Geochemical and genetical constraints on rare metals mineralization at the central Eastern Desert of Egypt

Geochemical and genetical constraints on rare metals mineralization at the central Eastern Desert of Egypt

A. M. EL-KAMMAR,1* A. B. SALMAN,2 M. H. SHALABY2 and A. I. MAHDY2

1Geology Department, Faculty of Science, Cairo University, Giza, Egypt, 2Nuclear Material Authority of Egypt, Qattamiya, Egypt

Abstract

Rare metals mineralization in Jabal Gattar, N. E. Egypt, occurs at the sheared tectonic contact between a younger granite and Hammamat sediments. The contact is affected by a local reverse fault directed N75°E and dipping 45°SSE. The Hammamat sediments consist substantially of rhythmic siltstones and immature greywackes. The paragenetic history of the mineralized sediments involves many types of alteration, such as dissolution of primary quartz (episyenitization), sericitization, albitization, hematization, pyritization, silicification, kaolinization and bleaching. The calculation of the mass-balance indicates preferential mobilization of REE, Rb, Cs, Be and S from Gattar granite to Hammamat sediments in the alteration zone. The elements; U, Y, W, Nb, Cu, Pb, Sb and Zn are enriched in both granite and sediments, but with higher magnitude for the latter. The hematized sediments are generally better accumulators for rare metals.

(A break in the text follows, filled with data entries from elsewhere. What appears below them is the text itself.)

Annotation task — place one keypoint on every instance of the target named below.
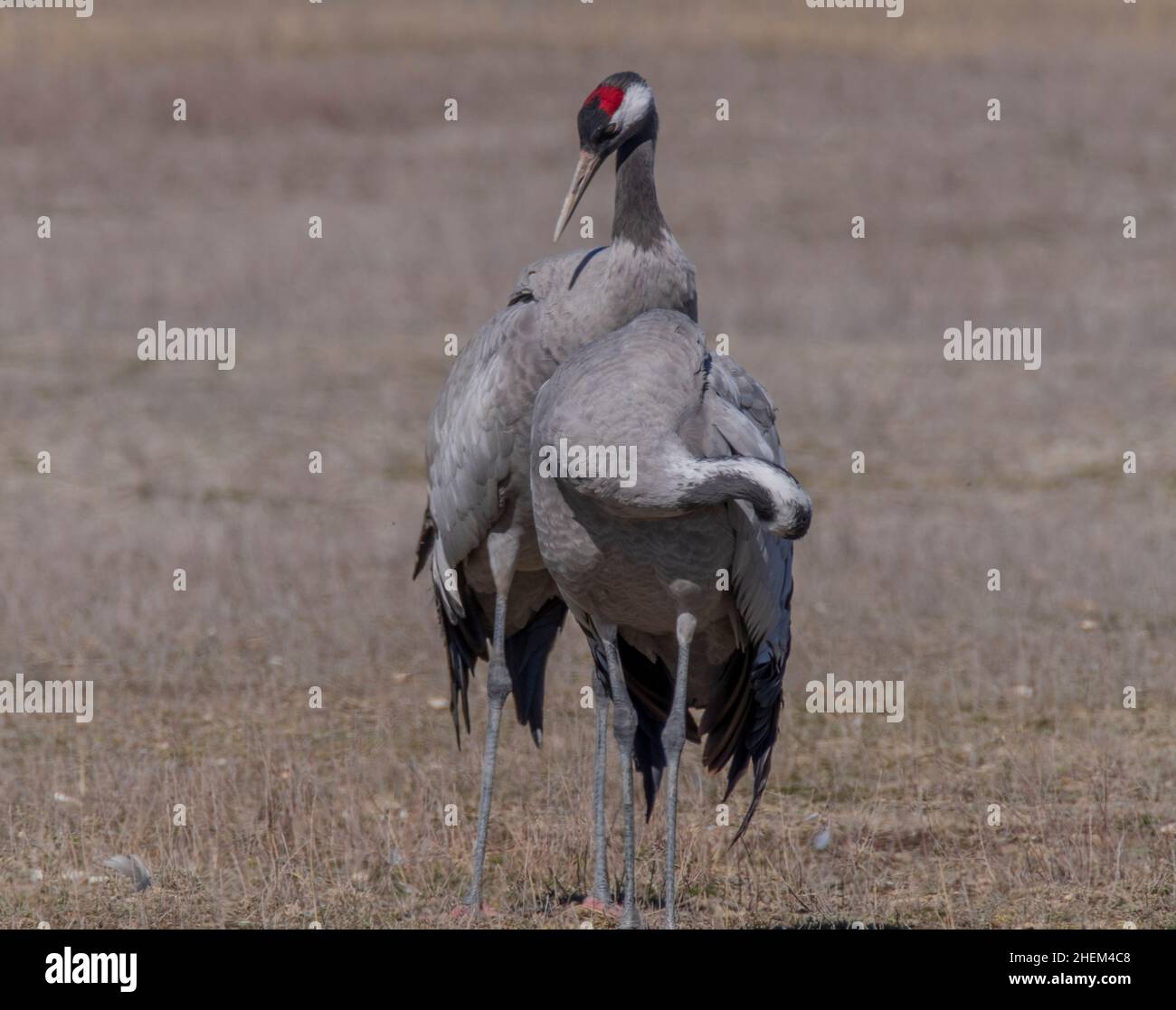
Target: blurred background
(298, 580)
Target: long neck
(636, 216)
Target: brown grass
(297, 580)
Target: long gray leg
(504, 552)
(600, 877)
(673, 741)
(624, 729)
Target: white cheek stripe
(633, 107)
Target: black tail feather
(465, 646)
(651, 690)
(527, 653)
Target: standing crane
(494, 599)
(640, 560)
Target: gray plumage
(494, 599)
(132, 868)
(640, 566)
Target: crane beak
(586, 168)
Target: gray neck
(636, 216)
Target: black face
(598, 134)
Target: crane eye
(606, 132)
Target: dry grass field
(298, 580)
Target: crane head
(620, 107)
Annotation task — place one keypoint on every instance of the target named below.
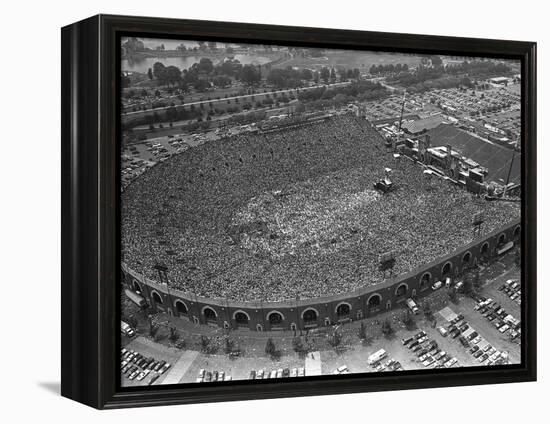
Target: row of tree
(388, 69)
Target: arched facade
(343, 310)
(181, 307)
(156, 297)
(304, 314)
(137, 287)
(402, 290)
(209, 314)
(425, 281)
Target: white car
(451, 362)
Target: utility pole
(509, 172)
(400, 120)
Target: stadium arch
(136, 286)
(209, 314)
(374, 300)
(310, 315)
(156, 297)
(466, 259)
(275, 318)
(517, 233)
(241, 318)
(343, 310)
(425, 281)
(402, 290)
(446, 269)
(181, 307)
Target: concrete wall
(364, 302)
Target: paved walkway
(313, 363)
(179, 369)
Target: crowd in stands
(292, 214)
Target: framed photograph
(254, 211)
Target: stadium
(286, 228)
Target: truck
(437, 285)
(126, 329)
(377, 357)
(412, 305)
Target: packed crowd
(292, 214)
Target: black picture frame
(90, 210)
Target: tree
(205, 65)
(325, 74)
(250, 75)
(436, 61)
(299, 108)
(428, 313)
(158, 70)
(362, 331)
(306, 74)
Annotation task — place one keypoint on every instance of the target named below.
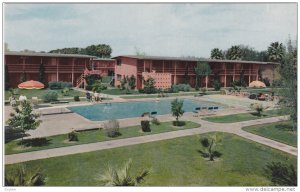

The Gattar granite is classified as a meta-aluminous leucogranite, containing low Ca and high alkali. The low Ba and Sr and the high REE + Y reflect a highly fractionated (low P) A-type granite. The mineralized granite is affected by several metasomatic alterations. The mineralization causes enrichment in the content of U, Nb, W, Y and the chalcophile elements. The REE content displays portioning towards preferential mobilization of the LREE to the adjacent mineralized Hammamat sediments while higher quotient of the HREE is adopted within the secondary fluorite. The volume loss of granite due to leaching reactions (e.g., episyenitization) causes apparent enrichment of the immobile elements such as Sc, Th and Zr.

The mineralization was caused by alkaline and oxidizing hot fluids, with contribution of meteoric water volume heated by convection. The hot fluids flowed up along ENE-WSW and NE-SW faults to cause a rather complicated series of metasomatic reactions. The rare metals were mobilized from the younger granite pluton of Gattar and concentrated in the sheared tectonic contact. The reaction of the mineralizing solutions with the wall rocks and the pseudomorphic oxidation of pyrite caused reduction and fixation of uranium. The study area can be considered as a possible potential deposit for U, REE + Y and other rare metals as well.